So this solves the first question.

But, how can I retrieve only those img tag containing the 'edit' string?
I know this is more a matter of reg_exp, but hope someone can help :)

Thanks
Author
14 Jan 2006 7:25 PM
Homer J Simpson
"Movie Maniac®"
<isotopiPUSSAVIABRUTTOSPI***@PUSSAVIABRUTTOSPIDERhotmail.com> wrote in
message news:43c8f248$0$1085$4fafbaef@reader1.news.tin.it...

> But, how can I retrieve only those img tag containing the 'edit' string?
> I know this is more a matter of reg_exp, but hope someone can help :)
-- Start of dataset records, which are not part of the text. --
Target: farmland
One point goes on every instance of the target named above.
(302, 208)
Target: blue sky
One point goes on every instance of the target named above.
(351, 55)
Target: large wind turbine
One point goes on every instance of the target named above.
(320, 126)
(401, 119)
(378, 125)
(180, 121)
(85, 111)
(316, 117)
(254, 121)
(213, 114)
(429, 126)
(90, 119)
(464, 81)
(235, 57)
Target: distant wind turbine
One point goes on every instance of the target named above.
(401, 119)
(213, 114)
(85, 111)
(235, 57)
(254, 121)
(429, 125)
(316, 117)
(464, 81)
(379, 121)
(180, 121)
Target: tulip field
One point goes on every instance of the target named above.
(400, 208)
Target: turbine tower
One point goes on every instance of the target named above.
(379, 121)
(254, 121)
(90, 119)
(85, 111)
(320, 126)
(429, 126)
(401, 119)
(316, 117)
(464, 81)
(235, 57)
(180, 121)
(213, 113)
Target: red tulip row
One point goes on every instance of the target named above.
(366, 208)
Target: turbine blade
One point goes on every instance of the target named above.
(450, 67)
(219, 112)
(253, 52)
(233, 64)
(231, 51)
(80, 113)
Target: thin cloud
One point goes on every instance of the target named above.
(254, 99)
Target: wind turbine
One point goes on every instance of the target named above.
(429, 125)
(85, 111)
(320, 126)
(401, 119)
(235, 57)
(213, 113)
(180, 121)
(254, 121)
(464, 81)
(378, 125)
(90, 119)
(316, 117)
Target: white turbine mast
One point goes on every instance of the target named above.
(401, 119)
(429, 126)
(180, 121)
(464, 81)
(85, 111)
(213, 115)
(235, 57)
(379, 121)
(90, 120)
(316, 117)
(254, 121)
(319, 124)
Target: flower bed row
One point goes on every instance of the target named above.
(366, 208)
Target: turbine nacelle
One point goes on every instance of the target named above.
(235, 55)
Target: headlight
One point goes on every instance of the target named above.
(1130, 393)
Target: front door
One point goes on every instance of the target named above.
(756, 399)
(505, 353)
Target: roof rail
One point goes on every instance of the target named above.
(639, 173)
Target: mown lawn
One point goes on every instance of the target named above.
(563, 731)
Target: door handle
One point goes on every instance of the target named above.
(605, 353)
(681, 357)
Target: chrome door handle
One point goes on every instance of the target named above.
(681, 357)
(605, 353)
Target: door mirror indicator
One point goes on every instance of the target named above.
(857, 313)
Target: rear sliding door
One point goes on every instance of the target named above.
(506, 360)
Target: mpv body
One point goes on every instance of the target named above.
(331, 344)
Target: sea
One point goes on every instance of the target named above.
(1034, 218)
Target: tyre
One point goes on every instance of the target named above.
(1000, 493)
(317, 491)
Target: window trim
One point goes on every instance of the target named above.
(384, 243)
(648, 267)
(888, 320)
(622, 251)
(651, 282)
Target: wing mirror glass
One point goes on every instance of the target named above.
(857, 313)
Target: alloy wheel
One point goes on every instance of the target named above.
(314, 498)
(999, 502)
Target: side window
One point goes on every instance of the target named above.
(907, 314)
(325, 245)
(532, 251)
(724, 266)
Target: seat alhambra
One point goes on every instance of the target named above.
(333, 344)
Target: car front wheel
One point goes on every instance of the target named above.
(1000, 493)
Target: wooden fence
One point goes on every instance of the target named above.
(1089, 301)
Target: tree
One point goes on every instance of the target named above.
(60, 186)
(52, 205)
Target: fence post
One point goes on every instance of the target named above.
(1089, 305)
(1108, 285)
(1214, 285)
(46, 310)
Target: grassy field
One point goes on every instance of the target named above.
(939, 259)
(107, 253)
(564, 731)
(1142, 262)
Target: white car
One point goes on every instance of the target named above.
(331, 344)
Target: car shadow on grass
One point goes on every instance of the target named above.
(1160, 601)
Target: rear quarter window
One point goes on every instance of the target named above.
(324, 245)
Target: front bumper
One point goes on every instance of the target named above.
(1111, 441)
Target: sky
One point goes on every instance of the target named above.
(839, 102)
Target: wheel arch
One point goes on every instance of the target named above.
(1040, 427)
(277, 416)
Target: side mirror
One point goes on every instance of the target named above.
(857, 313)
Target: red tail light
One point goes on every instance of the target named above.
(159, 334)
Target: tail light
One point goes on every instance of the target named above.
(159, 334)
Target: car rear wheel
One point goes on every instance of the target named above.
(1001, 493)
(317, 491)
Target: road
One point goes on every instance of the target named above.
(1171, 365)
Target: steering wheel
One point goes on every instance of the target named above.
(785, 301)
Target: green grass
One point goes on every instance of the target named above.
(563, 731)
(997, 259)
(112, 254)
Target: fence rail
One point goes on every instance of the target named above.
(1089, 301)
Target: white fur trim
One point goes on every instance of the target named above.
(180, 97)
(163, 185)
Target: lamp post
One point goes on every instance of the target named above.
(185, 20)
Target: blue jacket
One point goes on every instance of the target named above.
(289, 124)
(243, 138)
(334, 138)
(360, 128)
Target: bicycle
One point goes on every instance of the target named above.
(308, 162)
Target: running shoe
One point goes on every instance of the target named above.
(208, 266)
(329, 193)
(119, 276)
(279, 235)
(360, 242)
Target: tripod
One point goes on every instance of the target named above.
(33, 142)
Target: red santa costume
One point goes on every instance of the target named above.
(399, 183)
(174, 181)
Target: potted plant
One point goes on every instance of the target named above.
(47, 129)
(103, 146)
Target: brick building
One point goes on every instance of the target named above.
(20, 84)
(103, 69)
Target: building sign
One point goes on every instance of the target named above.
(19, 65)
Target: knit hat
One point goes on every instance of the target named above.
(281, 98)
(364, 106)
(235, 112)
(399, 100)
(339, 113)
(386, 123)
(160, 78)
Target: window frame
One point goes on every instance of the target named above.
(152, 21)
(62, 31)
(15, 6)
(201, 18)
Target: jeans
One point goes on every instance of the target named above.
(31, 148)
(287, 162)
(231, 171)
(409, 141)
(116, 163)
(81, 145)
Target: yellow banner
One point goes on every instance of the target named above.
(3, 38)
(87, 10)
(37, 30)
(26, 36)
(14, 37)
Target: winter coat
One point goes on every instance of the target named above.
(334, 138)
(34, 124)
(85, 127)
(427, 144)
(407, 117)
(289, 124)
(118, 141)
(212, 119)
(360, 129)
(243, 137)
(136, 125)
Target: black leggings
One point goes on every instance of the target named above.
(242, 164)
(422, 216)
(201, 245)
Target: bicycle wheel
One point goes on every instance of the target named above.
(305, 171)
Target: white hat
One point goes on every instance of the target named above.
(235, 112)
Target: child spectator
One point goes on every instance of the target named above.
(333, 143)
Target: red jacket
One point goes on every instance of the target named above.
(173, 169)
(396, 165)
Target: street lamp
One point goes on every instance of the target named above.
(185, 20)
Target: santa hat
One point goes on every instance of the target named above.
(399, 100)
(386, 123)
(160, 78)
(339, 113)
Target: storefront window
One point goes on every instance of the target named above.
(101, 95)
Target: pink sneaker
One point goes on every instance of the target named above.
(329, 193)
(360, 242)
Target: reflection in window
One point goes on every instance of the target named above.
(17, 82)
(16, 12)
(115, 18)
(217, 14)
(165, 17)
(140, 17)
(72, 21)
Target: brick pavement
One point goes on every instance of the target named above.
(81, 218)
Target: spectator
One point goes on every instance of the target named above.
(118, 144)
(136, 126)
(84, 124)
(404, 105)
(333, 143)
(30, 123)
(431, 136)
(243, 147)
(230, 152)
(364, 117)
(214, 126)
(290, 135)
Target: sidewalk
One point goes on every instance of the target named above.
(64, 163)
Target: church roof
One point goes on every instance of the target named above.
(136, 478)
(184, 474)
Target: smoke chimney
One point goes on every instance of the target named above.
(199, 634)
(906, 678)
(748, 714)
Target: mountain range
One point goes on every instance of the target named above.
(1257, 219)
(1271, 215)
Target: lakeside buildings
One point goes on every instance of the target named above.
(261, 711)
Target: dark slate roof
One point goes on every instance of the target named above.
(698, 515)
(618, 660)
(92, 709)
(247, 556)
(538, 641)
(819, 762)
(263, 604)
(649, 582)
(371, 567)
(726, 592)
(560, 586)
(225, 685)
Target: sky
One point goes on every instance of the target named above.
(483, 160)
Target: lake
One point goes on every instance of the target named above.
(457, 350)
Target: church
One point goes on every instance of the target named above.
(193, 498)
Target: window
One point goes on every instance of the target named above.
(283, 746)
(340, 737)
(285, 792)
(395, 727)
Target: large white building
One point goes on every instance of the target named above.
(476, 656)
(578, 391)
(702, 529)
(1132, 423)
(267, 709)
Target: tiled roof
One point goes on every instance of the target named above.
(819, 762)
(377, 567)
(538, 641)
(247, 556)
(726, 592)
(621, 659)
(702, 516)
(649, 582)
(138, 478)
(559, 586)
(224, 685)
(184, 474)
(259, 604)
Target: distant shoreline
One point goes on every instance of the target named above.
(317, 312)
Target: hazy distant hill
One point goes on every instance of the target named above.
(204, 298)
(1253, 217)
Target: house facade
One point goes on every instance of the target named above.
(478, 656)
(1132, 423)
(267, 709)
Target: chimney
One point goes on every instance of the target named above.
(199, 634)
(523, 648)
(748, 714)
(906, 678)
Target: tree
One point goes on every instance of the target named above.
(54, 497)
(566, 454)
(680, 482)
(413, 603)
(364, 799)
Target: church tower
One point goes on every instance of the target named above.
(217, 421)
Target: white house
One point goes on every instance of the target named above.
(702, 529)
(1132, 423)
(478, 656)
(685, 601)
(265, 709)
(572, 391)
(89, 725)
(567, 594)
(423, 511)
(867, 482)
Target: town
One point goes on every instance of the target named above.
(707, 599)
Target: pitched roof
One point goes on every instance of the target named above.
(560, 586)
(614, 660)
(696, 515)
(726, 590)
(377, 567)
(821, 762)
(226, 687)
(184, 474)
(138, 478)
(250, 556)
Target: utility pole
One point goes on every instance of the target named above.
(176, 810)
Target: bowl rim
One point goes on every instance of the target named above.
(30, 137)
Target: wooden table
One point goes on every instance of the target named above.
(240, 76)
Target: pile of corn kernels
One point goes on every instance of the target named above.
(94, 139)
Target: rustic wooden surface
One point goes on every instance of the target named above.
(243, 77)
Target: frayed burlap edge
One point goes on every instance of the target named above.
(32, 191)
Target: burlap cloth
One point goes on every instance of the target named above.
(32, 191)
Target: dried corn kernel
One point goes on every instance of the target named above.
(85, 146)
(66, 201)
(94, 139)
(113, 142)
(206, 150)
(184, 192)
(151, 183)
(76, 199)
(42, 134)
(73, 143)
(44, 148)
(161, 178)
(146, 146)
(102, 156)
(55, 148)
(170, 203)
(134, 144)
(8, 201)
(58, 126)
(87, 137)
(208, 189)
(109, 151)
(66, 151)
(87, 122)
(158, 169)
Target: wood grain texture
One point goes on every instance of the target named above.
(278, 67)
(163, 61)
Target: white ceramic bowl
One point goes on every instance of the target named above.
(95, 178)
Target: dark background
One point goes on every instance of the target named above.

Can you post a couple of lines?
Author
15 Jan 2006 12:01 AM
Movie_Maniac®
Homer J Simpson ha scritto:
> "Movie Maniac®"
> <isotopiPUSSAVIABRUTTOSPI***@PUSSAVIABRUTTOSPIDERhotmail.com> wrote in
> message news:43c8f248$0$1085$4fafbaef@reader1.news.tin.it...
>
>
>>But, how can I retrieve only those img tag containing the 'edit' string?
>>I know this is more a matter of reg_exp, but hope someone can help :)
>
>
> Can you post a couple of lines?


a couple of lines of what? Of VB code? of html code?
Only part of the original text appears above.